MINORA, /.,
— The issue before the court is the plaintiffs, Elsie Pierpont and Eugene Pierpont, (herein after plaintiffs) motion to amend caption. Oral argument was conducted on June 12,2014, and this matter is therefore ripe for disposition. An appropriate order follows.
PROCEDURAL AND FACTUAL HISTORY
This case arises from an accident that occurred on November 20, 2010. The plaintiff Elsie Pierpont was walking along the sidewalk on 33-37 Main Street in Carbondale. At that time, she tripped and fell over a piece of metal or piece of concrete protruding from the bottom of a lamp post that was removed by the defendants. Plaintiff’s complaint alleges that Siniawa Associates was the owner and general contractor of the property located at 33-37 Main Street and the City of Carbondale was the owner of the sidewalks which abutted the aforementioned property. The complaint further asserts that the hazardous condition was present long enough for the defendants to have knowledge of the danger present. Plaintiff’s complaint alleges that, as a result of the accident, plaintiff Elsie Pierpont suffered extensive injuries. Plaintiff Eugene Pierpont alleges that, as a result of the aforementioned accident of his wife Elsie Pierpont, he will be obligated to pay medical expenses now and into the future and alleges loss of the comfort, society and assistance of his wife.

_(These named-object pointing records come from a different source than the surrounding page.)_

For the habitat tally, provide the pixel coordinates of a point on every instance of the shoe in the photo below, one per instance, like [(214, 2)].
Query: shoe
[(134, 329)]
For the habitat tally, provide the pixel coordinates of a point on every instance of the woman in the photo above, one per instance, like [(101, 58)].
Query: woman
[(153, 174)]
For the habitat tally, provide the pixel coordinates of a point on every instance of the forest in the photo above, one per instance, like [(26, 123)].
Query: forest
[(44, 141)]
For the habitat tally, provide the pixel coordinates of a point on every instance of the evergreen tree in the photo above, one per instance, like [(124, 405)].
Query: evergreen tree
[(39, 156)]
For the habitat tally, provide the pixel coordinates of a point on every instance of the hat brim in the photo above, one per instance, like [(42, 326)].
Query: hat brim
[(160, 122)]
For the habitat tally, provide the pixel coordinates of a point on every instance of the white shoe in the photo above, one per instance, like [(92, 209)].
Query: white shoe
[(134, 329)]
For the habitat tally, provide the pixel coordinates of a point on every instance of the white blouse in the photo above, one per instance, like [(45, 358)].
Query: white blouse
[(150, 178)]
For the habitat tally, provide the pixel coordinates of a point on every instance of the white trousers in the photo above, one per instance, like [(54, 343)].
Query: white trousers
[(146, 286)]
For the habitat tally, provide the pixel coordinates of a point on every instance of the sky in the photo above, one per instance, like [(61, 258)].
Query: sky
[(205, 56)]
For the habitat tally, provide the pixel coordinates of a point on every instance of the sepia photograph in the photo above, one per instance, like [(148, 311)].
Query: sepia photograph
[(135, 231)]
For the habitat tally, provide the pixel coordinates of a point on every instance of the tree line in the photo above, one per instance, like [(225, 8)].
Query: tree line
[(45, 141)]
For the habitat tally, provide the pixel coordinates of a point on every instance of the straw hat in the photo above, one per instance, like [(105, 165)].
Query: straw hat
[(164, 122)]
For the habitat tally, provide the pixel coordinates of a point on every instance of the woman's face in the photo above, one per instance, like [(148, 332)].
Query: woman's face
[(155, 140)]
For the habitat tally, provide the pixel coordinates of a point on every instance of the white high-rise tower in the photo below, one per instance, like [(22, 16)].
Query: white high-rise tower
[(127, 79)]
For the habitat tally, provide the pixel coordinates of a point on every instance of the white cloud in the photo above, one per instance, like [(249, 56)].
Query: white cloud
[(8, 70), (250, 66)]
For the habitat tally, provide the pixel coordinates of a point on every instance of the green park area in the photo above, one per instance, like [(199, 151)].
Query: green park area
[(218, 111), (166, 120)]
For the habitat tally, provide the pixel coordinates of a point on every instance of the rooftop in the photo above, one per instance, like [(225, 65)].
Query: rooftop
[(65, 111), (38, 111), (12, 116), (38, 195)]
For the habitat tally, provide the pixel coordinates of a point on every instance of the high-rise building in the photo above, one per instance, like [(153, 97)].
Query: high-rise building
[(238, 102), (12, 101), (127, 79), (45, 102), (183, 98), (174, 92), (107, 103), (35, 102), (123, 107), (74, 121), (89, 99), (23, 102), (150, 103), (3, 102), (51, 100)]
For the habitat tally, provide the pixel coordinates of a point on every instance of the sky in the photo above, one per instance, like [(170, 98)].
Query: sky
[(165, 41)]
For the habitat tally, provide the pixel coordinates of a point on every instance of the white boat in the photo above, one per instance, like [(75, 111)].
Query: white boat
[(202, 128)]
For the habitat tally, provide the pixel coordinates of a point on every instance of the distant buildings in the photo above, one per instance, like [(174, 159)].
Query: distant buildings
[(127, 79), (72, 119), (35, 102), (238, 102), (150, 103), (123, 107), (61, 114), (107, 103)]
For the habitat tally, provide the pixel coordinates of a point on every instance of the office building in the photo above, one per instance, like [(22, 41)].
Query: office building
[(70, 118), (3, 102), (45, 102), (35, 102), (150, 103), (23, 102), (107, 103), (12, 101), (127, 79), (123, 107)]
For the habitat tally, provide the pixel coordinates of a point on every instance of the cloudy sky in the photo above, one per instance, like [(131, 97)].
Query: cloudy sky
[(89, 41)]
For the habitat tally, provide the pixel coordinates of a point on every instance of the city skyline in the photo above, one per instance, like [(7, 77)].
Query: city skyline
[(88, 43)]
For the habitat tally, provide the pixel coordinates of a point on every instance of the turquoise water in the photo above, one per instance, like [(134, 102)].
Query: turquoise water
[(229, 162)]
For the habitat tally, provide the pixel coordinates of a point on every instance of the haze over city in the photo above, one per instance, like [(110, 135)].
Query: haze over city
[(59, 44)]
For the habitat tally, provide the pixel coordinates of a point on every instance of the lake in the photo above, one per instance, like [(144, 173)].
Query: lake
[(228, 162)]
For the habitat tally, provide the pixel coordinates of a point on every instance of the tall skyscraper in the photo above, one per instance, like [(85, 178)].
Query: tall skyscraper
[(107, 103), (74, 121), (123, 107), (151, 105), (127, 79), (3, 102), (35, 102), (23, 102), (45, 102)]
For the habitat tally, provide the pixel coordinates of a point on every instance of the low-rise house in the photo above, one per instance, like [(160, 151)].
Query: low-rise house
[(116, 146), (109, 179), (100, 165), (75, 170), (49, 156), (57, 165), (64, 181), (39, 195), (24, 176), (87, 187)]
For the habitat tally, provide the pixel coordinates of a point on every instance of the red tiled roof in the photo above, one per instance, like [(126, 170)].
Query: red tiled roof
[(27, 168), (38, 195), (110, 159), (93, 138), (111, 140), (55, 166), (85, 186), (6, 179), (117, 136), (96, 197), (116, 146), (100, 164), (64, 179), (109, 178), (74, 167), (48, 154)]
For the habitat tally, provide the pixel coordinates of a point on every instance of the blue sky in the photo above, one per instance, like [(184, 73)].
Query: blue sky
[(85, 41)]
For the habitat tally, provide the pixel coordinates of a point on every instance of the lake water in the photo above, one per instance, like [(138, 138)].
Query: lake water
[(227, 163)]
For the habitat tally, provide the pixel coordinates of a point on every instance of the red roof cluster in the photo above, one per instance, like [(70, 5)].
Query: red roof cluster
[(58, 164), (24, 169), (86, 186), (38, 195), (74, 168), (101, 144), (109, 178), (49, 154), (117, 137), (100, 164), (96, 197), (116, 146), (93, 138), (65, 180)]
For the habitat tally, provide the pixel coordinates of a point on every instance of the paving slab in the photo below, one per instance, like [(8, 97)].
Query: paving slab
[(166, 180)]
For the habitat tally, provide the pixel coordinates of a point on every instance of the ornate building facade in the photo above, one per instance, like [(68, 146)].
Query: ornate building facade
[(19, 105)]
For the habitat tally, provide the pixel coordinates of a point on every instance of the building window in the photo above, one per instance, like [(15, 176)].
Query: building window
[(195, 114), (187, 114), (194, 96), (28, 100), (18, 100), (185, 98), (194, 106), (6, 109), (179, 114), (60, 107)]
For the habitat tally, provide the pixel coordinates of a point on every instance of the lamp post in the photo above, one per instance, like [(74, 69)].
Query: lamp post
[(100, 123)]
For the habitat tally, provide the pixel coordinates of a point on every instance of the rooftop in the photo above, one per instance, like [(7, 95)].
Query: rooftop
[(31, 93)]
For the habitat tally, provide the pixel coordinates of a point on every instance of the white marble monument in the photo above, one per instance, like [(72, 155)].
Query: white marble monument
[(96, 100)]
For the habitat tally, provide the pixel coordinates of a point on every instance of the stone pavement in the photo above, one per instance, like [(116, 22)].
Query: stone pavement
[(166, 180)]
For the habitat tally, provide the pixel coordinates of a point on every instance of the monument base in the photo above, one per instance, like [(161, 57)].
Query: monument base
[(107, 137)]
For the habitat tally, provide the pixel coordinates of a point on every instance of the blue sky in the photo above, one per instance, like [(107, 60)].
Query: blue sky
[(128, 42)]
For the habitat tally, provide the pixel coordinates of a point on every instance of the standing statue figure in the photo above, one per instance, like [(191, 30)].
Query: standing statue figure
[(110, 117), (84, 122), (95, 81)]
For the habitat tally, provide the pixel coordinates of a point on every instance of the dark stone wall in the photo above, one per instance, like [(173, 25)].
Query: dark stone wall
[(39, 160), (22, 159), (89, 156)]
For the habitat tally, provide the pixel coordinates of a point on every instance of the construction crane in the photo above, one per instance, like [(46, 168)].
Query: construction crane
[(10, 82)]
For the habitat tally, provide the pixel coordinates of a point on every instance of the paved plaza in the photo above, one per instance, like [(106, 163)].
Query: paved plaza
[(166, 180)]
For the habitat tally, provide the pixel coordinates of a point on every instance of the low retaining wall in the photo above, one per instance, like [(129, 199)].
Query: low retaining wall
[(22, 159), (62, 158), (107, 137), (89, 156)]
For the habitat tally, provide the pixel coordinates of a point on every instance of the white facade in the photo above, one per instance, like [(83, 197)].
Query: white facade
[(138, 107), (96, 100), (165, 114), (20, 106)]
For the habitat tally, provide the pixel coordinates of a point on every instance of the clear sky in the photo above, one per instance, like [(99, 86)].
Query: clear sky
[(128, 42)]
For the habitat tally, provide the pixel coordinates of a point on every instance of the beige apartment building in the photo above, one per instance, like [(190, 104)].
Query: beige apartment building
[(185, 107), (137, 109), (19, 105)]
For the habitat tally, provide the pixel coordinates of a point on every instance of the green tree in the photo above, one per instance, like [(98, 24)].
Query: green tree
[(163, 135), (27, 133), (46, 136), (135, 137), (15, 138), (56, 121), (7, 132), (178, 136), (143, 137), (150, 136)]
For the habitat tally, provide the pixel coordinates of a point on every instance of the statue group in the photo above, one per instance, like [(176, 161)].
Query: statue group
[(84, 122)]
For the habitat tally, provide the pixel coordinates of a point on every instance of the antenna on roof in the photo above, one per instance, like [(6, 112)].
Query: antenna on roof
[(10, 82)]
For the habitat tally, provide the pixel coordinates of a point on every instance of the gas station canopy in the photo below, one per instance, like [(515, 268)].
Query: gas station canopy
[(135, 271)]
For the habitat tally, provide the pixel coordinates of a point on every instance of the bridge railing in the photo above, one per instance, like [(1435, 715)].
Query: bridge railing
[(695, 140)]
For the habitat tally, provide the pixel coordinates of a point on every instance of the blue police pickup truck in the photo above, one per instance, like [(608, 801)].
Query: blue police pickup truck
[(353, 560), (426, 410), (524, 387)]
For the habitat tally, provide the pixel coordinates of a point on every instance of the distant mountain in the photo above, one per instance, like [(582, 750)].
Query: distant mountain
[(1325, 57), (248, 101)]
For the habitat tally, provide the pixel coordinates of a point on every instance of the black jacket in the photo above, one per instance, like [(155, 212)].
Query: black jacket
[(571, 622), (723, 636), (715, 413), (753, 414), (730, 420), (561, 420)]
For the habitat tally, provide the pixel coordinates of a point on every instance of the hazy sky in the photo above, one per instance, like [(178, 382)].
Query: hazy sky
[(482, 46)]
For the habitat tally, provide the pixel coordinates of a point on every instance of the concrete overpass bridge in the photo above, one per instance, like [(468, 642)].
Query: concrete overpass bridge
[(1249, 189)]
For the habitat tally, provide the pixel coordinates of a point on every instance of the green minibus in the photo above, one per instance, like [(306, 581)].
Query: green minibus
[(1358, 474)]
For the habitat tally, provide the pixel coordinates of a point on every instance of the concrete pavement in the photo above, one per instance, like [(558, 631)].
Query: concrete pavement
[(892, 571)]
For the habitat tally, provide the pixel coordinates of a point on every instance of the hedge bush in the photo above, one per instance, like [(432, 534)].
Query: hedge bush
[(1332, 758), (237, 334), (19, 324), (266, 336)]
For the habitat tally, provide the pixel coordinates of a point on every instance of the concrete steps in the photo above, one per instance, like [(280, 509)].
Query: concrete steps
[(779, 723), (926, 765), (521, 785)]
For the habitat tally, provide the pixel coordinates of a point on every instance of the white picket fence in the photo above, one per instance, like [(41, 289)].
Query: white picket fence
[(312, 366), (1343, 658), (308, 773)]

The plaintiffs commenced this action on April 18,2012 by filing a complaint, naming Siniawa Associates and the City of Carbondale as defendants. An answer was finally filed by the defendant Siniawa Associates nearly eight months later on December 12, 2012. In the defendant’s [508]*508answer, the defendant responded in part by explaining that an entity named Siniawa Associates did not exist. Defendant further clarified by explaining that Daniel Siniawa & Associates Ltd. was the general contractor where a hotel was being built and Siniawa 22 L.P. was the owner of the property on which the hotel was being built, located at the address listed above. Both entities share the same business address of 851 Commerce Boulevard, Dickson City, Pennsylvania 18519. This address is where the plaintiff served the defendant, Siniawa Associates. Siniawa Associates was later amended to Daniel Siniawa & Associates Ltd. on August 8,2013 through a stipulation to amend the caption. The stipulation amended the caption that previously named Siniawa Associates as a defendant to Daniel Siniawa & Associated Ltd.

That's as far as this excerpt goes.